According to a recent survey conducted by the National Association of Professional Employer Organizations (NAPEO), after pay, health insurance is the most important inducement small businesses use to recruit and keep workers. Yet more than half the 365 small businesses in a recent survey said their premiums rose as much as 10 percent this year.
Almost one in 10 told the National Association of Professional Employer Organizations they would dump their health coverage next year or are unsure about it. “This is another wake-up call,” said Milan P. Yager, executive vice president of the trade association, called NAPEO. “Soaring health costs hit small businesses especially hard, and these businesses employ the vast majority of workers.
“So this is an extremely troubling development, not just for small businesses and their workers, but the entire economy.”

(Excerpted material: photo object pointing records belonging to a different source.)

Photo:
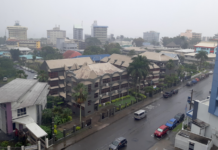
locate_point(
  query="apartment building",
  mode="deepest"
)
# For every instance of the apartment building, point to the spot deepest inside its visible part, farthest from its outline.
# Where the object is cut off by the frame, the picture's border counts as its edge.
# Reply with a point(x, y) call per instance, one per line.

Around 1996, more small companies with fewer than 200 workers began offering health benefits. Then, from 2000 to 2005, the percentage dropped, says the Kaiser Family Foundation, from 68 percent to 59 percent – back to the same level as in 1996.
That’s stabilized in the last two years. NAPEO’s survey shows 71 percent will continue to insure their workers in the coming year – but another five percent remain unsure about continuing.
Professional employer organizations let small businesses outsource their complicated and time-consuming human resources chores, like doing payroll or administering health benefits, so owners can focus on making a profit.
NAPEO surveyed members’ clients in November and found that health care costs were their second-biggest worry after attracting workers.
Many of these companies said they will pass at least some costs along to employees next year. One in five said they would raise co-payments for office visits or deductibles; one in four said they’d raise premiums.
“Small businesses are the foundation our economy rests on,” said Greg Slamowitz, NAPEO’s president and co-CEO of the New York-based PEO Ambrose Employer Group LLC. “This survey is more evidence that sky-high health costs are starting to erode that foundation. And that should worry all of us.”